The following points are important:

  • In the SC game [math]c_1^*=c_2^* \ge c^0(x^P)\,[/math] and [math]z_1^*\,[/math] is strictly higher than in the GC game.
  • [math]P\,[/math] compromises on policy in the SC game in order to get the benefits of the investment in capacity
  • For 'friendly' agents (whose ideal point is close to that of the principal, specifically [math]x^A \in [x^P,x_c]\,[/math]) equilibrium policy is at [math]x^A\,[/math]
  • For 'unfriendly' agents, policy is a compromise: [math]y \in \left (x^P, x^A \right]\,[/math]
  • Specialized investment commits [math]P\,[/math] not to unravel [math]A\,[/math]'s investment, and makes [math]A\,[/math]'s target policy at least as attractive as the principal's ideal point.
  • Renegotiation doesn't happen in either game - in the GC game powerless, in the SC game [math]A\,[/math] makes renegotiation prohibitively costly.
  • [math]A\,[/math]'s advantage in the SC game comes (at least partly) from moving first
  • If [math]A\,[/math] is unfriendly he must over-invest in capacity to get a policy closer to his ideal point.
  • The model can also be interpretted in terms of politization of the agents.
    • If [math]p\,[/math] is low and the agent's utility is independent of policy, then implementation [math]z\,[/math] strictly increases as with the distance between the agent's and the principal's ideal points.
    • If [math]p\,[/math] is high then an agent might be willing to shift the target policy away from [math]x^A\,[/math], and in doing so reduce the implementation needed to satisfy the principal.

Endogenous Specialization

Whether specialization would occur if it were endogenously choosen depends on both who is choosing, and if the prinicpal is choosing where the agent's ideal point is:

  • The utility of the agent is strictly higher in SC than in GC
  • The utility of the principal is strictly lower in SC than in GC if [math]x^A \ge x_c\,[/math].

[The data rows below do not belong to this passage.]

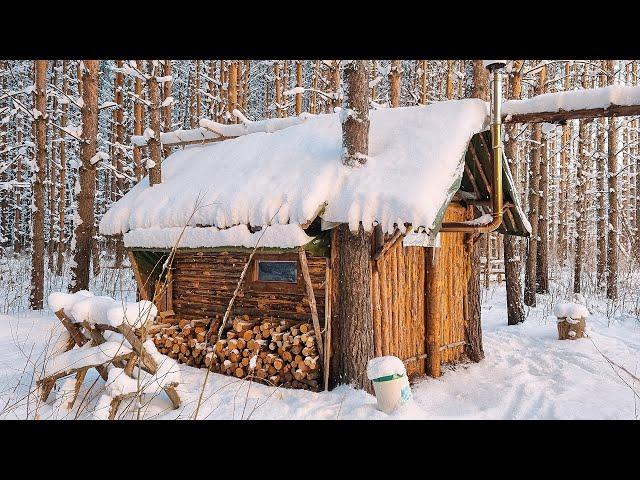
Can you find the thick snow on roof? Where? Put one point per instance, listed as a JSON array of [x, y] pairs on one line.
[[281, 236], [574, 100], [290, 175]]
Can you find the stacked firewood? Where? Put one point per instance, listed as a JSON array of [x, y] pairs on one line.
[[276, 352], [187, 341]]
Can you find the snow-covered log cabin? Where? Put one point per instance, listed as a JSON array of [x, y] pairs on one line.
[[277, 188]]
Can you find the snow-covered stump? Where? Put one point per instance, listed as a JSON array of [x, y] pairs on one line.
[[571, 328], [572, 320]]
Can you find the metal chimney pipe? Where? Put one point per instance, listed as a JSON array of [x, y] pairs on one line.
[[494, 67]]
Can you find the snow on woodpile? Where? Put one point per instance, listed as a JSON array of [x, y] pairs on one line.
[[288, 176], [574, 100], [282, 236]]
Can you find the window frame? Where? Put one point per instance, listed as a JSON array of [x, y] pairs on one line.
[[275, 286]]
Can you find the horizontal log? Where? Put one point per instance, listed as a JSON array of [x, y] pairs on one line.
[[562, 116]]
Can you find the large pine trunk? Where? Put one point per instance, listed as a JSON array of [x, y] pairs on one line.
[[62, 190], [542, 262], [612, 183], [38, 177], [531, 269], [352, 323], [580, 208], [118, 153], [83, 233], [512, 261], [155, 114], [473, 307], [394, 82], [137, 122]]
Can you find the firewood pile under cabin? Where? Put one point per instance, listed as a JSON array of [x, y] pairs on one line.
[[244, 229]]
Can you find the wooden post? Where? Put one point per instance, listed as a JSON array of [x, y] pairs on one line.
[[312, 300], [327, 325], [142, 288], [433, 295]]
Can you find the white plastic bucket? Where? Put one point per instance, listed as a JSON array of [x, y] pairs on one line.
[[392, 391]]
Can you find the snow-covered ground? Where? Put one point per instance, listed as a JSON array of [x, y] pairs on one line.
[[527, 374]]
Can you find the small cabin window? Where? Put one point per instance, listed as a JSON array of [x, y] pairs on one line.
[[277, 271]]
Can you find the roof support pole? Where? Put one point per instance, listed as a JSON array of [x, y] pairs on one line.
[[496, 141]]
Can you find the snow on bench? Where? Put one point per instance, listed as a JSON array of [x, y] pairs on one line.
[[83, 306], [85, 357], [107, 350]]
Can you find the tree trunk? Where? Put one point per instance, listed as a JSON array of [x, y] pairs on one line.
[[276, 77], [512, 261], [612, 183], [167, 124], [534, 210], [232, 92], [298, 84], [395, 76], [334, 85], [473, 307], [37, 185], [51, 202], [580, 208], [62, 188], [542, 252], [137, 122], [17, 201], [601, 222], [83, 238], [155, 113], [355, 127], [352, 325]]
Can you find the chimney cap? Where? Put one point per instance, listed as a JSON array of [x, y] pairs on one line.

In this section the paper first considers what would happen if the principal gave the agent the authority to choose policy in the first period, and then considers whether the principal would endogenously choose to do so.

In the GC game:

  • The principal's choices in period 2 remain unchanged.
  • However, the agent now chooses his ideal point as the policy in period 1.
  • Recall that the total utility is the sum over the two periods with the second period discounted.
    • Therefore the agent invests more heavily in capacity and realized implementation is higher, as compared with the standard GC model, particularly if the discount factor is low so the second period gets little weighting.
  • [math]\hat{c}_1^* \gt c_1^*\,[/math] and [math]\hat{z}_1^* \gt z_1^*\,[/math].

In the SC game:

  • There are three possibilities for the agent:
    • Choose [math]x_1 = y\,[/math] and the game is as before
    • Choose [math]x_1 = x^A\,[/math] and pay twice for the capacity investment that is only realized once (in period 2), but get some benefits from [math]x^A\,[/math] in the first period.
    • Choose [math]x_1 = x^A\,[/math] and invest nothing, taking just the benefits from the first period - this can be particularly ideal if [math]\delta\,[/math] is very low.

In choosing delegation endogenously:

  • The payoffs from the two GC games (to the principal) are compared. Under "many functional assumptions" [math]P\,[/math] is less likely to delegate as the distance between [math]x^A\,[/math] and [math]x^P\,[/math] diverge.
  • In the SC game, delegating authority to the agent is weakly dominated.